Au milieu du profond silence de la nuit, nous crûmes entendre le rugissement des tigres; ces voix graves et sonores nous faisaient frissonner d'épouvante. J'attendais avec une anxieuse impatience le premier souffle de brise, tellement je souffrais d'exposer mon équipage aux réels dangers de ce sombre rivage. Évidemment le pays était inhabité et inhabitable pour des hommes, et cependant l'obscurité de la nuit nous laissa voir des lumières semblables à celles dont se servent les pêcheurs, et qui vacillaient çà et là; d'autres nous paraissaient stationnaires, comme si elles provenaient des huttes d'un village.

Le ciel n'avait ni étoiles, ni nuages; il était pur, et son calme menaçant fut enfin troublé par le rayonnement des éclairs qui illuminèrent les montagnes.

J'étais assis sur le pont avec Zéla, et nous regardions ces signes extraordinaires et qui nous pénétraient insensiblement d'une profonde mélancolie. Zéla me racontait, de sa voix douce et musicale, les effrayantes tempêtes qu'avaient vues ses premières années. Elle me parlait de ces feux étranges, des simouns, des orages, passage du vent dans les brûlants déserts de son pays natal. Tout à coup, un bruit étrange, bruit plus fort que celui que fait le tonnerre en se précipitant dans l'espace, fit retentir l'air d'une sinistre clameur.

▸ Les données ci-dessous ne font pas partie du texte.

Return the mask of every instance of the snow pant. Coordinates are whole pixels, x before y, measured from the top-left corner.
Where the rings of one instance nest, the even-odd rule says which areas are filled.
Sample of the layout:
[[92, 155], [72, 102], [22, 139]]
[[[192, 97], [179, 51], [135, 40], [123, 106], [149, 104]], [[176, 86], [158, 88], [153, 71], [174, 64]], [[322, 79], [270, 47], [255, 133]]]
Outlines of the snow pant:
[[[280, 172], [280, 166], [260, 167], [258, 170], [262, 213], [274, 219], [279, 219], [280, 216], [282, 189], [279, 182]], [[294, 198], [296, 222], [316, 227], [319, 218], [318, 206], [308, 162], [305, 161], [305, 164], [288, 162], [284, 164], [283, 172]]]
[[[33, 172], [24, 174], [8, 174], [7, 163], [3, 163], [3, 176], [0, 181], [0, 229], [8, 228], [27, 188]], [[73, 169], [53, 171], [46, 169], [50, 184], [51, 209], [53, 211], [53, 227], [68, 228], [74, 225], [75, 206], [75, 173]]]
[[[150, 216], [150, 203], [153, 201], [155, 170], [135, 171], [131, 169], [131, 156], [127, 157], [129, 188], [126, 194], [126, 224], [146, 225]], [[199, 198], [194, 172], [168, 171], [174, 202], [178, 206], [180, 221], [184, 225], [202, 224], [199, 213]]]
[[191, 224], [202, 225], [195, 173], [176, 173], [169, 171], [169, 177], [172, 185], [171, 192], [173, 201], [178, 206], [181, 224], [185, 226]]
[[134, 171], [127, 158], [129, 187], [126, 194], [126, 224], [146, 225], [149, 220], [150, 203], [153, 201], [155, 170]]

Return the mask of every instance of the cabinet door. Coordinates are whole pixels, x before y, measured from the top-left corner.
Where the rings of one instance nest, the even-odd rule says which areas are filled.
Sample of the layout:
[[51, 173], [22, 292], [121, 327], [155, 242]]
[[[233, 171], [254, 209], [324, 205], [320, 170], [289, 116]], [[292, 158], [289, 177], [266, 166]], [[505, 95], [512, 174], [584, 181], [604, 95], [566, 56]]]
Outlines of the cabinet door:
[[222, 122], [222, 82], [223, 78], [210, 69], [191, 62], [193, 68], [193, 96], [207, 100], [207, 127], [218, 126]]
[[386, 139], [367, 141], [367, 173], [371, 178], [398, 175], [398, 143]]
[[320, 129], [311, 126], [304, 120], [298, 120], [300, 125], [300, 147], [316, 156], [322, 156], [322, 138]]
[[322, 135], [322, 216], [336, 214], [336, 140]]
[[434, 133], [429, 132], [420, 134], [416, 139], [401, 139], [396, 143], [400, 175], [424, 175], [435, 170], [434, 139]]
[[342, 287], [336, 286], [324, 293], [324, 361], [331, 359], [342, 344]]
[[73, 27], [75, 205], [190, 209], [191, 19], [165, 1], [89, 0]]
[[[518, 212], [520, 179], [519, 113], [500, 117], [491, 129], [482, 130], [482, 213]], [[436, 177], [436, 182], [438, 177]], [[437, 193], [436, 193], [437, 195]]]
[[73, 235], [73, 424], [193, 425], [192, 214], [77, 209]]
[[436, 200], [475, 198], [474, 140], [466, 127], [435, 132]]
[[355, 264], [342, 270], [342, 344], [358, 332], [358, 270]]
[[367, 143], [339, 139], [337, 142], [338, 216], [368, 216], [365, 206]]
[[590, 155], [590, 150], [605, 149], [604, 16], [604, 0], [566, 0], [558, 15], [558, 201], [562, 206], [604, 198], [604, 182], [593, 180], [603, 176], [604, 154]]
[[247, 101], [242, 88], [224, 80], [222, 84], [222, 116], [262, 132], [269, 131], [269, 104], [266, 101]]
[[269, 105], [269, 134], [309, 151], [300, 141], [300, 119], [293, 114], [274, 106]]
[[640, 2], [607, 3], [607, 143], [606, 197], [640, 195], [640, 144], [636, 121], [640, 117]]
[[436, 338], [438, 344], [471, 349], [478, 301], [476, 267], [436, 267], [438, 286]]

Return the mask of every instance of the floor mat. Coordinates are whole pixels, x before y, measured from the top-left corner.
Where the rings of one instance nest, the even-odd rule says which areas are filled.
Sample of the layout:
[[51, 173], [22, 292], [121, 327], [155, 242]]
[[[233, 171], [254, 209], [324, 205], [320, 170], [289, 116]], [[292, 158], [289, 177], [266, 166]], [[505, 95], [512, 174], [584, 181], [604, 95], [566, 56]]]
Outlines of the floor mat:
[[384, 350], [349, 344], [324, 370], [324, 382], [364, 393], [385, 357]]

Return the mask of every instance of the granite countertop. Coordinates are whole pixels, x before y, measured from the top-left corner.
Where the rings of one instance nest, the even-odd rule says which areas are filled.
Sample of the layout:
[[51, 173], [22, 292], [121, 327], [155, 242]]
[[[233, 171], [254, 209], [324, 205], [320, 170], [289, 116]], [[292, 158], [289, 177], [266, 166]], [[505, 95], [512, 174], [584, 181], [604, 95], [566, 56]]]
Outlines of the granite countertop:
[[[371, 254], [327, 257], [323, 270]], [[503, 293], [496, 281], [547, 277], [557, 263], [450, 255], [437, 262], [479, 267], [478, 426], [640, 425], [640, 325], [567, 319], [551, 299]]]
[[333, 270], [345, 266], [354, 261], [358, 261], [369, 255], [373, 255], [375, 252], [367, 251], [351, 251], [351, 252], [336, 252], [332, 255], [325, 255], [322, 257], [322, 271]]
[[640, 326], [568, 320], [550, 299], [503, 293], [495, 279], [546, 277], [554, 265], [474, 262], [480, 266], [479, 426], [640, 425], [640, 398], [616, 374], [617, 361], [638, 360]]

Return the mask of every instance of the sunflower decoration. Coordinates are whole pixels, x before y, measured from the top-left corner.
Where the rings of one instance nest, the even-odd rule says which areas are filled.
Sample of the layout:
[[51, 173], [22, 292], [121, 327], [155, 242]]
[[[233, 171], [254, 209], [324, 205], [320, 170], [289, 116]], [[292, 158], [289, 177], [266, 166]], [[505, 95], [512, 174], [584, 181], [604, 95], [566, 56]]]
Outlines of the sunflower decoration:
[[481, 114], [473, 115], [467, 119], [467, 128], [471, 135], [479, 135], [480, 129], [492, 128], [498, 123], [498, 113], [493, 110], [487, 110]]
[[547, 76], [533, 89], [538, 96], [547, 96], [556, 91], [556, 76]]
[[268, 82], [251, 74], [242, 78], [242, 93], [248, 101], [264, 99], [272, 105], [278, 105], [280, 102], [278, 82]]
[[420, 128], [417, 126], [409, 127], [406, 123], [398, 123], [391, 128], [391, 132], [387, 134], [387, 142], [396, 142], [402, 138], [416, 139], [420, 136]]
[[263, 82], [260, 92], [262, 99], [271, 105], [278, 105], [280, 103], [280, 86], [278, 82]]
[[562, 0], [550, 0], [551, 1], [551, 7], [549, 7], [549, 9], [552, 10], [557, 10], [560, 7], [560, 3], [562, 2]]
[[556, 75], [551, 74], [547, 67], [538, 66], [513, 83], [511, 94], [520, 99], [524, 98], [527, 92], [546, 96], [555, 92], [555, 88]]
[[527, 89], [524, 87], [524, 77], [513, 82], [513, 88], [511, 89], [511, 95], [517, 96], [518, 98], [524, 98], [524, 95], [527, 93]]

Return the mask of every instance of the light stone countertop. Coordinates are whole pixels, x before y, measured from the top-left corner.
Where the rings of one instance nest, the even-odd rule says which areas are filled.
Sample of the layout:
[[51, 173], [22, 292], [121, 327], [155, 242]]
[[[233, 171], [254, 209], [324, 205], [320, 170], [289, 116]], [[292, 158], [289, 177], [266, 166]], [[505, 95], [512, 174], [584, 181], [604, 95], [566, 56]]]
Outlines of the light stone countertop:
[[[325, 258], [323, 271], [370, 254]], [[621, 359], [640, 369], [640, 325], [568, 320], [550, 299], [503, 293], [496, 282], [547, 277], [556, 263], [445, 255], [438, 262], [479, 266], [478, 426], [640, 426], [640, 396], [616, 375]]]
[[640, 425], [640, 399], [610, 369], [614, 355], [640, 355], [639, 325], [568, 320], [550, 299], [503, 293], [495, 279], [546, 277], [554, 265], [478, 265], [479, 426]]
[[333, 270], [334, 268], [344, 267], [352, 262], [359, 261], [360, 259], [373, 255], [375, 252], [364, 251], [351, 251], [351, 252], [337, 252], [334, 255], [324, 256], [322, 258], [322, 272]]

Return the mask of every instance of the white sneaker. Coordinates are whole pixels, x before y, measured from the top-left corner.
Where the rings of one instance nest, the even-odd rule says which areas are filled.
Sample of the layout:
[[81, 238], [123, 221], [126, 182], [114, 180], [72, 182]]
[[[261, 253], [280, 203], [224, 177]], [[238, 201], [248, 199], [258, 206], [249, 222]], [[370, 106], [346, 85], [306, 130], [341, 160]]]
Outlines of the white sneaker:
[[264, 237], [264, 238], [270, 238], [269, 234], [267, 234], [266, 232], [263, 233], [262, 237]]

—Chut! m'écriai-je en laissant tomber la main de Zéla. Que s'est-il passé?

Je bondis sur le pont; mais le coup était porté avant qu'il me fût possible d'appeler mes hommes endormis sur le tillac.

Nous étions complétement démâtés.

Je regardai en haut, et la clarté des éclairs me montra deux longues perches nues. Les barres de bois, les vergues, les agrès, tout avait été emporté par le vent. La mer, qui était blanche d'écume, nous couvrait comme si nous avions été placés sous une cataracte.

Nos sabords et une grande partie des passages avaient été emportés, les fers des canons enlevés, et les canons eux-mêmes détachés à leur place. Notre petit vaisseau plongeait follement dans la mer, et pendant une seconde, nous nous trouvâmes entièrement submergés. D'une main je saisis Zéla, de l'autre les haubans, mais c'était avec une peine inouïe que je résistais à l'entraînement de l'eau. Si le câble attaché à l'ancre ne s'était pas brisé, nous eussions infailliblement coulé à fond.

Enfin, je repris un peu d'espoir en voyant la proue du schooner reparaître au-dessus de l'eau.

Je hélai mes hommes, mais personne ne répondit à mon appel.